今の、気持ち悪かったかもしれない。何を言っているんだろう、私は。仕事モードで接するって決めたばかりなのに、こんなのどう考えても距離感がおかしい。

取り返しのつかないことを言ってしまった気がして、顔から火が出そうになる。


「あ、あの!今のはっ……」


慌てて否定しようとしたのに、言葉はうまく繋がらなくて、焦れば焦るほど余計に怪しくなる。

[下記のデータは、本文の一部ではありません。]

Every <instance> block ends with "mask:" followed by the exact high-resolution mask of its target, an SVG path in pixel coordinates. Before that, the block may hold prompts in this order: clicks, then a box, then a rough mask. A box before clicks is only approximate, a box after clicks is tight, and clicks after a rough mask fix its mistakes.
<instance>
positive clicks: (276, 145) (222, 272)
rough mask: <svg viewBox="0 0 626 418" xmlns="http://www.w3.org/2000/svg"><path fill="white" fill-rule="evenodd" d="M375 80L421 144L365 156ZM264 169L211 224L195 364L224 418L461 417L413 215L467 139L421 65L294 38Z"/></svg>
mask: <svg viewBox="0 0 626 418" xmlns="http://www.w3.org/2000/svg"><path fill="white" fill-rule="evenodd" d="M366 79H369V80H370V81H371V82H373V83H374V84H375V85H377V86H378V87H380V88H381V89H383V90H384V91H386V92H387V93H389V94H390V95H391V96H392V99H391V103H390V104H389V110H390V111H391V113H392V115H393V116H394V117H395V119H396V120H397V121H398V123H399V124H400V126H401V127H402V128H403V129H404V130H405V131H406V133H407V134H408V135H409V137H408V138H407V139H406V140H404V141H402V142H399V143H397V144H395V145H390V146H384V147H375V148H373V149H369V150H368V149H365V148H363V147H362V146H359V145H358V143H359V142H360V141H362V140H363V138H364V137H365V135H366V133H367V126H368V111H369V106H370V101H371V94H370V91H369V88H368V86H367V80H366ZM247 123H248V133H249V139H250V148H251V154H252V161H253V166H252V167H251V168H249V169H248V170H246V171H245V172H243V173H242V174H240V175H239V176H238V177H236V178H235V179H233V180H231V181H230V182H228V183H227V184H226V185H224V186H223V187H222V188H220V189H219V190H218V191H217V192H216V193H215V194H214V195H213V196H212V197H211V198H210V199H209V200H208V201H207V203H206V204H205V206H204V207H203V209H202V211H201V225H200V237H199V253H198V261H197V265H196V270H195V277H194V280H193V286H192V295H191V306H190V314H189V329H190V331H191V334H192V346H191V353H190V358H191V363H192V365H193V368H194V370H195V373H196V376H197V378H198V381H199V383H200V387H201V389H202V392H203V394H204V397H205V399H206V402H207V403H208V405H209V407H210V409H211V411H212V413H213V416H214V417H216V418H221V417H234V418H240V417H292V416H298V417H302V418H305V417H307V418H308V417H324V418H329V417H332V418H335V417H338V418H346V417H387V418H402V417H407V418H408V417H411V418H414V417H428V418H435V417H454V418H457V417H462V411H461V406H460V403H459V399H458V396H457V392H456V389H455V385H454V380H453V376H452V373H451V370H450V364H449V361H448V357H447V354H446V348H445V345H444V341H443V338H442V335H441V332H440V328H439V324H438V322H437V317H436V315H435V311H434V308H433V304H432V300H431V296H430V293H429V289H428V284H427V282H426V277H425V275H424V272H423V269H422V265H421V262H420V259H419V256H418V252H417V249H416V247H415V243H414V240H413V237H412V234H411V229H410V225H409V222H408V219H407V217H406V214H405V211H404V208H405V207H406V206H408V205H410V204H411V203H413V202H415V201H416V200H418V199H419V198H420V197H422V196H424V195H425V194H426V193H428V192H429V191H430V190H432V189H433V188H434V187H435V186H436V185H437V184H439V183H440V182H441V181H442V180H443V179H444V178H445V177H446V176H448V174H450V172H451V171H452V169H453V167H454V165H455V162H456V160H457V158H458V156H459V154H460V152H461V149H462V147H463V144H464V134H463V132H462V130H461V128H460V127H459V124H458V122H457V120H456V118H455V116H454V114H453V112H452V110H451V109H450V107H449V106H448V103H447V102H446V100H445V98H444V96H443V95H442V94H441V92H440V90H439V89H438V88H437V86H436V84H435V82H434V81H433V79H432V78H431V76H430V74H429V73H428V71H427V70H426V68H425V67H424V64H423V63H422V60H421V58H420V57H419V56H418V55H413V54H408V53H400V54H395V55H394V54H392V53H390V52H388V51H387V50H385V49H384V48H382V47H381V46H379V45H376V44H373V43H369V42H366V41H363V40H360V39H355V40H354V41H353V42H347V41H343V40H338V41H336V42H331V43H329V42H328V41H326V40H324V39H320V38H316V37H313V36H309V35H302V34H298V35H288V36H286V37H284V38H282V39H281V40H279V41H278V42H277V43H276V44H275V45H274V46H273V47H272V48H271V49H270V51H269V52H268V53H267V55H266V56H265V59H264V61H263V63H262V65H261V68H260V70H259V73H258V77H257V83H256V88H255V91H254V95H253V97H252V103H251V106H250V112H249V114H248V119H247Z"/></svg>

そんな私を見て、黒崎社長はククッと喉を鳴らして笑った。

な、なに……?


「梨沙が、そんなに俺のことが好きだとは」


その一言に、頭の中が一瞬で真っ白になる。


「なっ……!手!手ですっ!社長の手!が!好きなんですっ!」


必死に言い返したつもりなのに、どんどん墓穴を掘っている気がしてならない。

べ、別に社長のことが好きだなんて、一言も言っていないのに!

カッと顔が熱くなるのが自分でも分かって、誤魔化すようにキッと社長を睨みつける。すると社長は、そんな私の反応さえ面白がるようにニッと口角を上げて、からかうような視線を向けてきた。

そして何の躊躇もなく、私の右手にそっと触れる。


「……っ、あの」


声を出した瞬間、指先に意識が全部持っていかれる。